To reach the heart of the cenote, we swim under a dome surrounded by similar cave products Tyrannosaurus Rex Jaw: They are stalactites hanging from the roof and stalagmites growing from the floor. Both have grown drop by drop in opposite directions over millions of years.
Above, each irregular, sharp cone has a central channel through which mineral water flows very slowly. Below is a solid form that is rounded like macaroni and constructed drop by drop.
Each stalactite and stalagmite is born from a drop of mineral water. A layer of mirror-like rock that seeks each other, slowly applying gravity towards the geological kisses of the Earth.

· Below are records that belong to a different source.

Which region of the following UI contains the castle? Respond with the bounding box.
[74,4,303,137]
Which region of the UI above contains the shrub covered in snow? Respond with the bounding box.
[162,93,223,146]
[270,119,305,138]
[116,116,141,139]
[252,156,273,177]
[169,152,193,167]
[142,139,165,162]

They are the shadows and yangs of the Mexican underground world.

As you swim, you can see the thin roots of poplar coming down from the jungle everywhere. Cenote is a garden that immediately floats and hangs.
“Listen to cenote,” says Medina. She sharpens her hearing, but she can’t hear anything.
Suddenly, you’ll feel the heat pushed away by the non-bird flapping, and you’ll hear the unmistakable sound of long, membranous bat wings. As you pass by, you will smell the sweet and sour breath.
And another bat and another, and more paths, the chiropteran matrix. The guardians of Cenote say we are in their territory. They recommend that they follow our movements and ideas, and that we continue to respect our intentions as we are full of their mercy in this eternal darkness. Warn us.
But to my surprise, I finally realized that all sounds, smells and movements were illusions. There aren’t many bats. It is only the same curious individual who appreciates our existence and goes around us over and over again.
I can’t see anything, but with my eyes wide open, I enjoy the sound of its wings and the scent of misunderstood and evil night-flying creatures. And a planetary champion who devours insects, sows seeds, and pollinates plants. Fortunately, the only winged mammal that has conquered the entire globe except Antarctica.
Medina gets in the way of my thoughts. “It’s nothing, Omar. Come back soon and hear the sound of the bells as many bats are flying and their wings hit the stalactites.”
I can’t imagine anything as brilliant as a bat symphony in the underground world of Mexico.
A few seconds after turning the lamp back on, you will see bubbles on the surface of the cenote.What I saw brings me back to the memories of the Stanley Kubrick movie 2001: Space journey And my favorite James Bond movie, Thunderball..
Just 10 meters from us, two lost underground angelic divers in silver wetsuits are pulled into the water by a small propulsion vehicle with powerful lamps. I am.
At first, I thought I was hallucinating because of insufficient oxygen levels in the cave. Then I thought the diver was an alien from another galaxy. Finally, I thought I was dead and started my path to Xibalba.
Seeing my surprise, Medina calmed me down and explained that they are a couple of speleologists spending their lives studying and protecting cenote and underground rivers.

It’s time to say goodbye to the doorway of the underworld. From the entrance of the flooded cave, look again at the sun’s rays coming in from the axis of brilliance where the sky meets the underworld, beyond Cenote.
Through the diving mask, you can lift your head off the surface of the water and finally get a glimpse of the sun’s illuminations on a small rock platform. This is a natural shelf that seems to have served as a meditative place for Mayan emperors and priests, and only the shining places are visible. For those who are convinced that the boundary between air and water is just an illusion.
- Thanks to Einner Medina for teaching me how to go through the eternal darkness and listen to cenote. All photos and videos used in this essay belong to his group. Visit their website, A place where you can learn how to listen to cenote yourself.
Scientist Omar Vidal is a professor at a university in Mexico, a former senior officer of the United Nations Environment Program, and a former director of the World Wildlife Fund (Mexico).